S’exprimant lors d’un échange de type « fireside » avec Thierry de Montbrial, fondateur et président du World Policy Conference et de l’Institut français des relations internationales, en France, Kagame a évoqué les vulnérabilités du système international actuel ainsi que les leçons tirées des crises mondiales récentes.

Il a souligné que si l’intégration mondiale a permis des gains économiques partagés, elle a également exposé les pays à des risques importants en période de crise. La pandémie de COVID-19, a-t-il indiqué, a servi de rappel frappant que les crises modernes dépassent les frontières et peuvent se propager rapidement à travers le monde.

Selon Kagame, la pandémie a également mis en lumière les dangers de privilégier l’efficacité au détriment de la résilience. Il a expliqué que lorsque la production est concentrée dans quelques pays, ceux-ci tendent à prioriser leurs propres populations en cas de pénurie, laissant les autres vulnérables.

Il a ajouté que les conflits en cours dans le monde révèlent davantage la fragilité structurelle du système international. Dans certains cas, l’approvisionnement en biens essentiels peut être interrompu en un seul point, avec des conséquences étendues — un phénomène que les politologues qualifient « d’interdépendance instrumentalisée ».

Abordant le cas de l’Afrique, Kagame a indiqué que ces chocs externes mettent en évidence la dépendance de longue date du continent. Bien que des facteurs historiques tels que le colonialisme et les politiques d’ajustement structurel soient souvent évoqués, il a mis en garde contre une mentalité de victimisation.

« Blâmer le passé sans agir risque de nous enfermer dans un récit où nous nous percevons comme incapables de changer notre situation », a-t-il déclaré.

S’appuyant sur l’expérience du Rwanda après le Génocide contre les Tutsi, Kagame a insisté sur l’importance de solutions locales adaptées aux réalités nationales.

« Au Rwanda, nous avons appris que les solutions ancrées dans notre contexte local donnent les meilleurs résultats », a-t-il affirmé.

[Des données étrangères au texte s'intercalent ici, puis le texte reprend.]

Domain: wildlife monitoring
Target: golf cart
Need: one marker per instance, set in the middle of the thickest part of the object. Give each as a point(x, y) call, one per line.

Il a également souligné les efforts croissants à travers l’Afrique pour mobiliser les ressources nationales, localiser la production, renforcer les chaînes d’approvisionnement et approfondir l’intégration économique. Selon lui, un continent plus autonome — doté de ses propres usines d’engrais, raffineries de pétrole et industries pharmaceutiques — contribuerait davantage à la stabilité mondiale.

Kagame a affirmé que les ambitions de l’Afrique sont claires : atteindre l’autosuffisance tout en restant un partenaire actif et productif dans l’économie mondiale.

« Ce que veut l’Afrique est simple : prendre soin de nous-mêmes et travailler de manière productive avec les autres », a-t-il déclaré. « Dans un monde marqué par une fragmentation croissante, l’isolement n’est pas la solution. Il risque d’alimenter rivalités et divisions. Considérer le développement comme un jeu à somme positive, plutôt que comme une compétition, peut apporter la prévisibilité et la cohérence dont notre système mondial a urgemment besoin.»

Il a ajouté que le véritable défi n’est pas de créer un monde parfaitement équilibré, mais de faire en sorte que les nations puissent coexister, malgré leurs différences, et continuer à prospérer ensemble.